# John Deere 1026R Limited forward power but will climb a tree in reverse



## Miles426 (8 mo ago)

Hi all!!! I just bought this machine and have just performed a full array of maintenance. New transmission filter, genuine JD Hygard, cleaned the pump screen, changed the oil and filter, both fuel filters, and greased it up. The reason for all the maintenance is that it definitely needed it and I thought it would solve the issue below.

The problem. When the unit has run for about 3-5 minutes I notice almost zero forward transmission power in high gear along with a strain in the forward pedal and a medium pitch hydraulic whine like the system is maxed out. This is on the flat ground. On a slight incline the low gear will do the same.
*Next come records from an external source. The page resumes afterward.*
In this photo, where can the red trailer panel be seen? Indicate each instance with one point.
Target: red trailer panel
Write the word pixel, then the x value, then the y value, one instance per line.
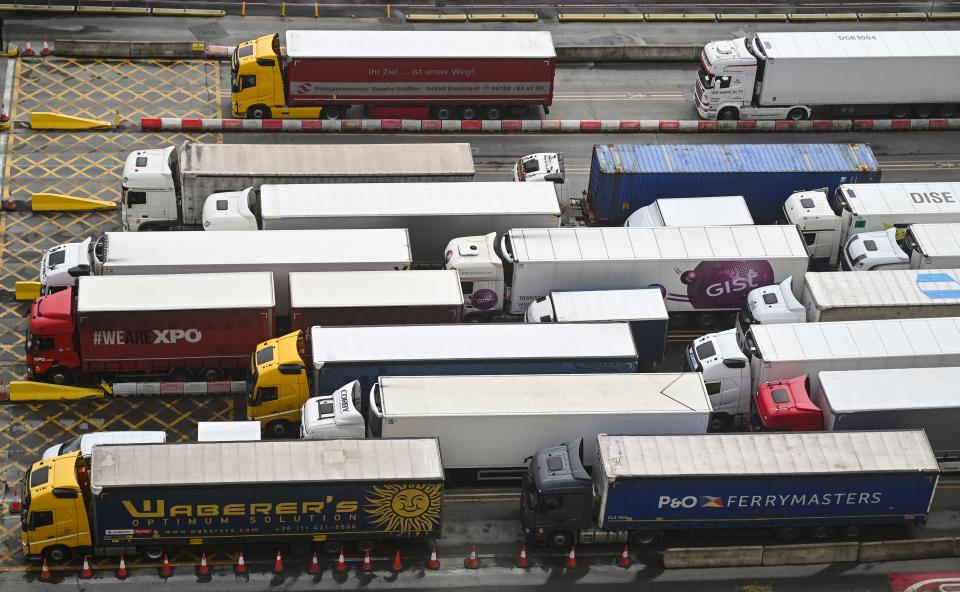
pixel 303 319
pixel 420 81
pixel 163 340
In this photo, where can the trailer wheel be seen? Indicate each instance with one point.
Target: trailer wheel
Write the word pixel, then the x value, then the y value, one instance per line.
pixel 493 113
pixel 728 114
pixel 58 554
pixel 560 539
pixel 278 429
pixel 851 531
pixel 797 114
pixel 258 112
pixel 59 375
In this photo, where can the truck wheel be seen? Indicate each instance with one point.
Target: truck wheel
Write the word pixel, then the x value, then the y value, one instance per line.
pixel 59 375
pixel 728 114
pixel 258 112
pixel 332 113
pixel 900 111
pixel 493 113
pixel 797 114
pixel 58 554
pixel 560 539
pixel 278 429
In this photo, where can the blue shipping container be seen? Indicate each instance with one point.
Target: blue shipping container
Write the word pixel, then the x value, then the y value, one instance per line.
pixel 624 177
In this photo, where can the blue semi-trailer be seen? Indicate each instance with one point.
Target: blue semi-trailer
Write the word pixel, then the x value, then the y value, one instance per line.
pixel 151 498
pixel 625 177
pixel 799 484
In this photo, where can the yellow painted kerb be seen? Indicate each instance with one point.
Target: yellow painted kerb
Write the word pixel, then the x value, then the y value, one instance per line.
pixel 48 120
pixel 24 390
pixel 29 291
pixel 55 202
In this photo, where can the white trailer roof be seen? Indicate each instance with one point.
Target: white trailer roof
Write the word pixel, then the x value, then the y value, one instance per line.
pixel 901 198
pixel 891 389
pixel 691 242
pixel 419 44
pixel 303 461
pixel 506 341
pixel 327 160
pixel 608 305
pixel 856 44
pixel 857 339
pixel 189 291
pixel 893 287
pixel 242 247
pixel 766 454
pixel 543 394
pixel 407 199
pixel 721 210
pixel 937 240
pixel 336 289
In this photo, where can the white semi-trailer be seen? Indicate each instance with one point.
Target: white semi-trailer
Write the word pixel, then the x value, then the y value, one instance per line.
pixel 830 75
pixel 920 246
pixel 828 222
pixel 166 188
pixel 831 296
pixel 433 213
pixel 700 270
pixel 734 364
pixel 280 251
pixel 521 411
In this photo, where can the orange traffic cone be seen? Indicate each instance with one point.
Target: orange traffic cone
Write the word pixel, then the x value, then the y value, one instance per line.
pixel 203 569
pixel 624 559
pixel 122 571
pixel 341 565
pixel 571 558
pixel 165 570
pixel 471 562
pixel 44 571
pixel 396 566
pixel 522 561
pixel 85 572
pixel 433 563
pixel 366 566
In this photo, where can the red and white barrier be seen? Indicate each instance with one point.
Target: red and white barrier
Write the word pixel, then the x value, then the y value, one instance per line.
pixel 539 126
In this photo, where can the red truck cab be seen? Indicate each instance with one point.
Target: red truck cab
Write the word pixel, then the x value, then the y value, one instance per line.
pixel 50 344
pixel 785 406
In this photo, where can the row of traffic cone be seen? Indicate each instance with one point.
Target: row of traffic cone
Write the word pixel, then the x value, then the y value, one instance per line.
pixel 29 53
pixel 472 561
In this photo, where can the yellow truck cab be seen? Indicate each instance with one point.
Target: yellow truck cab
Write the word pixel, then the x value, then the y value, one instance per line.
pixel 54 521
pixel 277 387
pixel 257 88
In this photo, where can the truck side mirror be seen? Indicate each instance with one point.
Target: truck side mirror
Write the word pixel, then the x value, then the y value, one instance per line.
pixel 79 270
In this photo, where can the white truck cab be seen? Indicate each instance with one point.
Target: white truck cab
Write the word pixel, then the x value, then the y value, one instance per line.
pixel 772 304
pixel 726 374
pixel 481 273
pixel 334 416
pixel 230 210
pixel 149 199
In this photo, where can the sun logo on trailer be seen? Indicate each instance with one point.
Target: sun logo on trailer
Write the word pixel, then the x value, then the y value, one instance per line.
pixel 405 508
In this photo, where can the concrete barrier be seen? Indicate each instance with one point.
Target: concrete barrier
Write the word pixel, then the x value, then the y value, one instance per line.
pixel 683 558
pixel 628 53
pixel 804 554
pixel 900 550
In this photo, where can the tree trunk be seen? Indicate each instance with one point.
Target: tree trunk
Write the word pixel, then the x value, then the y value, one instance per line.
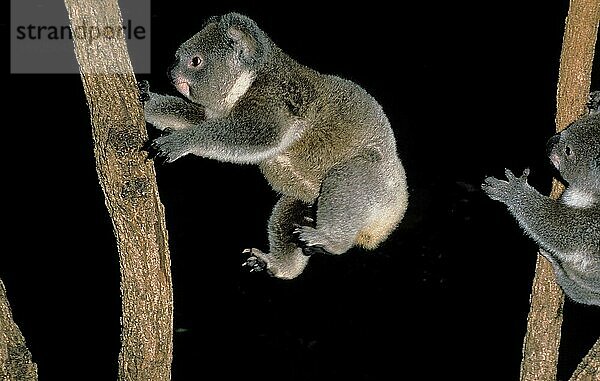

The reverse pedal is the exact opposite. I could climb a tree in reverse if the bark doesn't let go.

I've purchased the JD 1026 tech manual. What adjustments am I looking for or what part needs to be fixed

Thanks


----------



## BigT (Sep 15, 2014)

Hi Miles, welcome to the forum.

You need to adjust the hydrostat foot control pedal.


----------



## Miles426 (8 mo ago)

BigT said:


> Hi Miles, welcome to the forum.
> 
> You need to adjust the hydrostat foot control pedal.


Awesome! I will do that right away! Thank you


----------